Le nostre conclusioni su Lost in Space 3
E così è. 3 stagioni e 28 episodi di Lost in Space si sono finalmente conclusi. Pur non essendo mai stata una delle serie da copertina di Netflix, è stato uno spettacolo di fantascienza solidissimo, senza pretese e di grande fascino, con l’ultimo capitolo che è riuscito a dimostrarlo con la giusta maestria. Nel corso delle puntate sono riscontrabili degli effetti speciali davvero sbalorditivi, in particolare nella resa dei conti finale tra umani e robot. Insomma, un lavoro in CGI che non farebbe vergognare la bobina finale di un film firmato MCU.
Certo, il dialogo non spicca per brillantezza e Robot generalmente ha avuto più profondità di molti dei personaggi in carne e ossa dello show (un saluto a John Cena, o John Robinson), ma questi tre anni e mezzo sono stati una corsa divertente e capace di donare quel calore familiare quasi assente nel catalogo Netflix. Sebbene il finale non indichi specificamente un sequel o uno spin-off (a parte l’aggiunta di Penny di “Of Chapter One” dopo aver scritto “The End” nel suo libro), sarebbe bello raggiungere i Robinson tra qualche anno, o addirittura decenni, quasi come se si volesse vedere come se la stanno passando dei vecchi amici. L’anima calda e piacevole della serie è una componente mancante nella maggior parte delle opere di fantascienza arrivate sul piccolo schermo ed è anche per questo che Lost In Space ci mancherà, moltissimo. Noi vi ringraziamo per l’attenzione, rimandandovi a Kaleidoverse e al nostro canale Telegram per rimanere sempre aggiornati su film, serie TV, videogiochi e molto altro ancora.
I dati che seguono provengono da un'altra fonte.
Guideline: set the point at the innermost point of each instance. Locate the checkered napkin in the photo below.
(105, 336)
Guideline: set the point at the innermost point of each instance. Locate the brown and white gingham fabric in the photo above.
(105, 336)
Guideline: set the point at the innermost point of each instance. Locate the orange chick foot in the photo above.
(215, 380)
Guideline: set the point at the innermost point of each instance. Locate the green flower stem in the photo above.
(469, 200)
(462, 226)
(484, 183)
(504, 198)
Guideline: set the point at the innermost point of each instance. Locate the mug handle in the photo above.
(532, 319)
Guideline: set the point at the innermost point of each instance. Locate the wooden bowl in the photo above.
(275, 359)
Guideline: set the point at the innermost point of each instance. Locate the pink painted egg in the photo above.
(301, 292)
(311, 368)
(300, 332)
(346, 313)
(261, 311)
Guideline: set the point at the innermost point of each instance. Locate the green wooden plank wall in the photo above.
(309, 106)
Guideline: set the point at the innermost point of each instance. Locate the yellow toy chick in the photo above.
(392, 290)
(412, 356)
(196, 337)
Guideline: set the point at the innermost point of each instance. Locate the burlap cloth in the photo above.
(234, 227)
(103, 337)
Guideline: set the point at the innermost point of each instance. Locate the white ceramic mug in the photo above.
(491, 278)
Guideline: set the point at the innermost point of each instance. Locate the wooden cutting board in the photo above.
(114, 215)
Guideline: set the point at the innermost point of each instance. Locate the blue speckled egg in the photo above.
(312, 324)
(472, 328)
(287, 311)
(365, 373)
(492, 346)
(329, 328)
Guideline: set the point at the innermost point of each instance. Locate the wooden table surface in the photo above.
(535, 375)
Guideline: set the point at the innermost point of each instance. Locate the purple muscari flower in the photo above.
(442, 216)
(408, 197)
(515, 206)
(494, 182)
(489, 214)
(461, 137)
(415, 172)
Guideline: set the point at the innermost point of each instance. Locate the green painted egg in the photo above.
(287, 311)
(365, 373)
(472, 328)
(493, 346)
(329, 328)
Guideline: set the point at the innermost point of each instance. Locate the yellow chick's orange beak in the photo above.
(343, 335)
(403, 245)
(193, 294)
L'iterazione finale della serie fantascientifica targata Netflix Lost In Space era tra i pezzi di copertina di dicembre, se non la perla d'oro del mese natalizio, magari assieme all'ultima parte de La Casa di Carta. Fortunatamente, gli autori hanno deciso di mantenere l'opera sulla stessa riga delle stagioni passate, senza stravolgere un canovaccio perfettamente solido e capace di camminare in autonomia con le proprie gambe, Lost In Space continua a trasmettere quella gioia data dal calore familiare, da un abbraccio di un fratello o di un genitore, nonostante tutti i protagonisti vivano costantemente sull'orlo del baratro per ciò che rimane della specie umana. Le vicende legate alla faida tra robot e umani giungono a una conclusione più che dignitosa, assieme a una mancanza di elementi rimasti appesi e senza risposte. Non è da escludere comunque la possibilità di un possibile spin-off futuro, magari ripercorrendo il passato della minaccia aliena, ma a prescindere da cos'accada, riesco solo a ringraziare i Robinson per avermi e averci ricordato come, magari, possa essere molto più intrattenente una relazione tra persone che si vogliono bene, piuttosto che carichi di diatribe e odio.